Le football n’est pas un sujet abordé si fréquemment par la littérature. Si le ballon rond a suscité l’écriture de belles pages par de grands plumes passionnées par le jeu, on citera Henry de Montherlant (Les Olympiques, les onze devant la porte dorée, 1924) ou Albert Camus (Le Premier homme, 1994), Fatou Diome (Le ventre de l’Atlantique, 2005) en a fait récemment plus un sujet de réflexion qu’un sujet d’expérience. C’est aussi le propos du roman Godwin de Joseph O’Neill paru cette année chez Pantheon Books. L’auteur irlandais installé à New York se sert en effet du football et des migrations de footballeurs pour penser le monde et le destin des hommes. On retrouve dans Godwin le même goût du détail des situations et de leur impact psychique sur les personnages que dans Netherlands, le roman primé (Pen/Faulkner) de 2004 du même auteur. On y retrouve aussi la mise en relation de mondes que rien ne prédestinait à se croiser et qui se rencontrent par le sport : le football dans Godwin, le cricket dans Netherlands. Ce dernier s’ouvre sur un match de cricket. Le jeu en lui-même, son importance et ce qu’il représente pour les deux protagonistes qui s’y rencontrent, est largement décrit. Dans Godwin, le football quadrille la narration et sert aussi de passerelles entre les mondes opposés des divers personnages.

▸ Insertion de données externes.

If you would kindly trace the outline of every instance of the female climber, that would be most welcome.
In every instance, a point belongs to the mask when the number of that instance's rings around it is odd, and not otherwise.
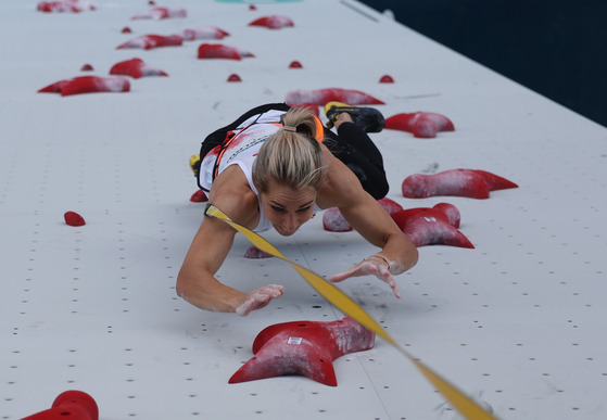
[[[267,104],[210,135],[194,163],[199,186],[208,201],[233,221],[253,231],[270,228],[289,237],[312,216],[338,207],[369,243],[381,249],[332,282],[372,275],[401,297],[392,276],[412,268],[417,249],[377,200],[388,192],[383,162],[367,132],[380,131],[378,111],[329,103],[329,125],[303,107]],[[269,284],[242,292],[214,276],[236,234],[228,224],[204,217],[177,277],[177,294],[192,305],[215,311],[249,315],[283,293]]]

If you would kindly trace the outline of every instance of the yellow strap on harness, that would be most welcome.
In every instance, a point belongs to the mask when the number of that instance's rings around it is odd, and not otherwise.
[[[232,221],[224,212],[215,207],[213,204],[208,203],[204,212],[205,216],[216,217],[224,220],[237,231],[242,233],[251,243],[257,246],[260,250],[267,252],[280,259],[289,263],[304,279],[312,285],[318,293],[320,293],[327,301],[329,301],[334,307],[340,309],[342,313],[356,320],[359,324],[367,328],[369,331],[381,335],[385,341],[392,344],[399,352],[401,352],[406,358],[408,358],[417,369],[445,396],[445,398],[457,409],[461,416],[468,420],[496,420],[491,413],[485,409],[480,407],[471,398],[467,397],[461,391],[457,390],[454,385],[448,383],[440,374],[434,372],[432,369],[423,365],[421,361],[416,360],[408,352],[399,345],[385,332],[383,328],[377,323],[375,319],[371,318],[361,306],[358,306],[352,298],[350,298],[345,293],[336,288],[333,284],[323,279],[317,273],[293,263],[284,255],[280,253],[271,243],[266,241],[264,238],[246,229],[243,226],[238,225]]]

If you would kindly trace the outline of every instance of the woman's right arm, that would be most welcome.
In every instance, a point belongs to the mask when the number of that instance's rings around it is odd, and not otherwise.
[[[241,225],[256,222],[257,196],[242,180],[236,165],[215,180],[208,199]],[[177,276],[176,291],[187,302],[204,309],[245,316],[282,295],[282,287],[269,284],[249,293],[215,278],[233,244],[236,230],[214,217],[204,217]]]
[[[269,284],[244,293],[215,278],[231,249],[235,233],[224,221],[204,218],[177,277],[179,296],[204,310],[246,316],[282,295],[281,285]]]

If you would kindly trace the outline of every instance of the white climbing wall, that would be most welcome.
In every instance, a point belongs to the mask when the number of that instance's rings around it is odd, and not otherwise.
[[[218,273],[243,290],[286,294],[241,318],[178,298],[175,280],[202,219],[188,158],[211,130],[292,89],[344,88],[385,102],[388,117],[428,111],[454,132],[374,135],[389,198],[405,207],[456,205],[475,250],[421,247],[397,278],[402,300],[371,278],[340,288],[408,352],[501,419],[607,418],[607,130],[353,0],[166,0],[186,18],[131,21],[147,1],[98,0],[96,11],[41,13],[0,3],[0,419],[49,408],[66,390],[98,403],[100,419],[459,418],[384,341],[334,361],[337,387],[303,377],[242,384],[265,327],[341,317],[283,262],[245,259],[238,237]],[[250,27],[280,14],[295,26]],[[116,50],[136,36],[204,25],[242,61],[197,60],[186,42]],[[129,26],[132,34],[122,34]],[[516,28],[513,28],[516,30]],[[168,73],[128,93],[37,93],[140,58]],[[303,68],[288,68],[298,60]],[[241,82],[227,82],[230,74]],[[379,84],[384,74],[394,84]],[[404,199],[414,173],[468,167],[520,188],[489,200]],[[68,227],[67,211],[87,225]],[[321,276],[374,247],[330,233],[316,217],[292,238],[265,236]],[[208,246],[213,246],[212,243]]]

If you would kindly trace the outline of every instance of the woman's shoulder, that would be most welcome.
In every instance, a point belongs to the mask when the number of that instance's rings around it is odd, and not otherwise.
[[[365,190],[347,166],[323,148],[323,157],[328,167],[327,180],[318,191],[316,203],[320,208],[341,207],[359,200]]]
[[[215,178],[208,201],[240,225],[256,226],[258,221],[257,195],[238,165],[226,168]]]

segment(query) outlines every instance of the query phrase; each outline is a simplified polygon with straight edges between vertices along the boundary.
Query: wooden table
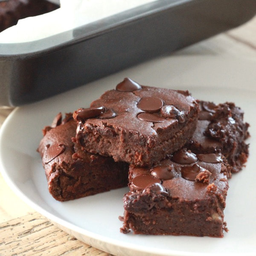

La recherche d’un jeune joueur talentueux nommé Godwin, quelque part en Afrique entre le Togo et le Bénin, est le fil conducteur du roman, et le recruteur français – Jean-Luc Lefebvre – est le passeur entre des mondes, parfois très éloignés, mais également entre les frères et leur mère. La mission de retrouver Godwin est d’abord confiée par le jeune frère de Londres, Geoff, au grand frère américain de Pittsburg, Mark. Le premier tente, tant bien que mal, d’être agent de joueur après une carrière semi-professionnelle au Red Star, le second est un rédacteur scientifique1 un peu emprunté en quête de reconnaissance. Ce dernier est l’un des deux narrateurs d’une histoire superposant récits de voyages en Europe et en Afrique et quotidien de la coopérative d’écrivains scientifiques de Pittsburg. À la tête de cette coopérative, Lakesha, est la seconde narratrice du roman. Le grand écart entre la petite communauté d’écrivains scientifiques du pays du soccer et le Bénin, ancien royaume de Dahomey, pourtant devenu un « black hole of football » faute d’organisation, est franchi grâce au français Lefebvre. Archétype de l’agent de joueur de la fin du siècle dernier, chaussant des claquettes-chaussettes en survêtement Adidas, un peu roublard, il finit sa carrière en travaillant pour le club de football du Mans, désabusé par le milieu et s’évadant dans les souvenirs mélancoliques de ses précieuses rencontres, d’Alain Giresse à Didier Drogba. Godwin réunit les trois univers incarnés par ses personnages principaux. Au bout de la narration, le jeune talent sera finalement retrouvé à Ouidah, ancienne cité névralgique de la traite des esclaves, et finira par être adopté, non sans ironie historique, par l’Afro-américaine, Lakesha.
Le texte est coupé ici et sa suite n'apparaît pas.